20 October 2021
New research released by LCP and the Institute for Public Policy Research (IPPR) has highlighted that education, skills, welfare and public health services all have a strong link to health outcomes and life expectancy.
The report identifies Northern cities and suburbs, midlands cities and coastal cities as areas where public health is particularly influenced by a combination of material conditions and lack of health infrastructure. It shows clusters of areas of England where multiple disadvantages are conspiring to drive down health outcomes and prevent life expectancy from growing. In these areas life expectancy was four years lower and healthy life expectancy was six years lower than in places where health was best.
LCP has designed a Health and Wealth Explorer which pulls together key stats for local authorities in England based on publicly available Health, education, employment and economic administrative data between 2015-2020. It maps the data and enables the user to compare different parts of the country.

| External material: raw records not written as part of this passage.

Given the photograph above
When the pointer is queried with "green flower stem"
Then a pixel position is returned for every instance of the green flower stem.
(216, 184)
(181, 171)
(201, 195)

The analysis shows that just before the pandemic hit:
- Life expectancy in Blackpool was nine years lower than in Westminster. And compared to the best performing local authority in England, people in Blackpool also had around one third of the NVQ4+ qualification attainment levels; had three times the prevalence of depression compared to Hounslow; and had one third lower levels of children achieving a ‘good’ standard of development by age five.
- Healthy life expectancy in Nottingham was 14.6 years lower than in Wokingham. While at the same time, compared to the best performing local authority (Richmond), on average people in Nottingham were eight times more likely to be unemployed and have one seventh of the household income per household as those in Kensington and Chelsea.
- So called ‘behavioural’ health risk factors – like smoking, obesity and alcohol consumption – were highest in Kingston upon Hull. On average, compared to people in the best performing local authority, people in Kingston upon Hull had just over half the total wealth per person, and child poverty rate was five times higher than in Richmond upon Thames
The analysis shows that if health outcomes across the country matched those seen in parts of the country where health is traditionally best (the home counties and more affluent London boroughs) we would see:
- An increase in how long people can expect to live healthy lives in England of 3.3 years.
- An increase in average life expectancy in England of two years.
- A decrease in depression prevalence from around 11 per cent to around 8 per cent – the equivalent of around 1.3 million less people living with depression.
- A decrease in childhood obesity and overweight prevalence from 35 per cent to 32 per cent – the equivalent of around 40,000 less 10- and 11-year-olds with excess weight each year.
Dr Jonathan Pearson-Stuttard, Head of Health Analytics at LCP, commented: “There is a critical role for data and localised information in identifying the areas of most need and ensuring those communities are able to access the funds required to rebalance, rebuild and realise the opportunities that good health brings.”
Dr Rebecca Sloan, Consultant at LCP, added: “This research demonstrates the clear link between good health and a range of other socio-economic factors. The significant inequalities demonstrated in this analysis is likely to have worsened following the impact of the pandemic. To close these gaps targeted investment and resource is required but must be targeted and proportionate to need.”